Je m’approche, hanches ondulantes, grande blonde métissée qui le dépasse d’une tête. Nos regards se croisent, électriques, comme avant un combat. ‘T’as aimé mon grand écart en l’air ?’ je murmure, voix rauque. Il hoche la tête, bosse sous la serviette. Je pose ma main sur son pec, sens la chaleur résiduelle. L’ombre des caissons cryo nous isole ici, dans ce vestiaire étroit, vapeur montant des douches. Mes doigts glissent sur sa peau mouillée, effleurent le bord de la serviette. Il respire fort, adrénaline du sport qui pulse. Je le plaque contre les casiers froids, metal grinçant. ‘T’es prêt pour la prolongation intime ?’ Nos bouches se heurtent, langues voraces, goût salé de sueur.
L’Approche Électrique Après l’Effort
La serviette tombe. Sa bite dressée, veinée, dure comme l’acier. Je la saisis, pompe lentement, sentant le sang affluer. ‘Putain, t’es un étalon,’ je grogne. Il gémit, mains sur mes fesses musclées, doigts s’enfonçant dans la chair ferme. Je le force à genoux, grand écart face à lui, vulve épilée grande ouverte, Mont de Vénus bombé. ‘Lèche-moi, John, goûte ma sueur.’ Sa langue plonge, fouille mes lèvres intimes trempées, aspire mon clito gonflé. Le carrelage froid sous mes pieds nus décuple tout, frissons remontant mes cuisses.
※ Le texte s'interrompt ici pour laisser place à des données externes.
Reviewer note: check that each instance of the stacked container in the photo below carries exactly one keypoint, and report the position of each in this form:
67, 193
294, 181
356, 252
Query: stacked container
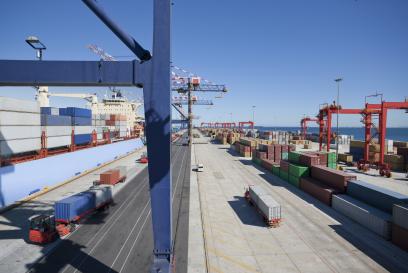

Je cambre, pousse des cris gutturaux, cheveux mi-longs fouettant l’air humide. Odeur de mon excitation mêlée à la sienne, vestiaire puant le sexe primal.
L’Explosion Sauvage et Viscérale
Je le relève, le plaque au sol, position andromaque. Mon cul atterrit sur sa queue raide, l’engloutit d’un coup sec. ‘Oh bordel, t’es profonde !’ il halète. Je chevauche sauvage, va-et-vient brutaux, seins ballottant, abdos contractés. Sueur gouttant de mon front sur son torse, nos peaux claquent humide. ‘Baise-moi plus fort, salope sportive !’ il ordonne, mains pétrissant mes nichons durs. Je accélère, clito frottant son pubis, sensations explosives. Il crie, spasmes, jet chaud en moi. Pas question d’arrêter. Je continue, écrase ses couilles sensibles, jouis violemment, vagin convulsant autour de lui. ‘Ouiii, remplis-moi !’ hurlement primal, ondes de plaisir me traversant comme un choc électrique.
Le calme revient vite. Corps encore tremblants, je me relève, jus coulant le long de mes cuisses fermes. J’attrape ma culotte sexy du caisson, l’enfile lentement, tissu collant à la peau moite. John se rhabille, serviette autour de la taille, sourire béat. ‘T’es une machine, Anonyme.’ Je lui claque une fesse, ris bas. ‘Juste une partenaire qui prolonge l’effort.’ On sort des vestiaires, comme après un simple cardio. Souffle régulier, muscles détendus, prêt pour la prochaine session. Personne n’a rien vu, mais l’adrénaline persiste, promesse d’autres ombres intimes.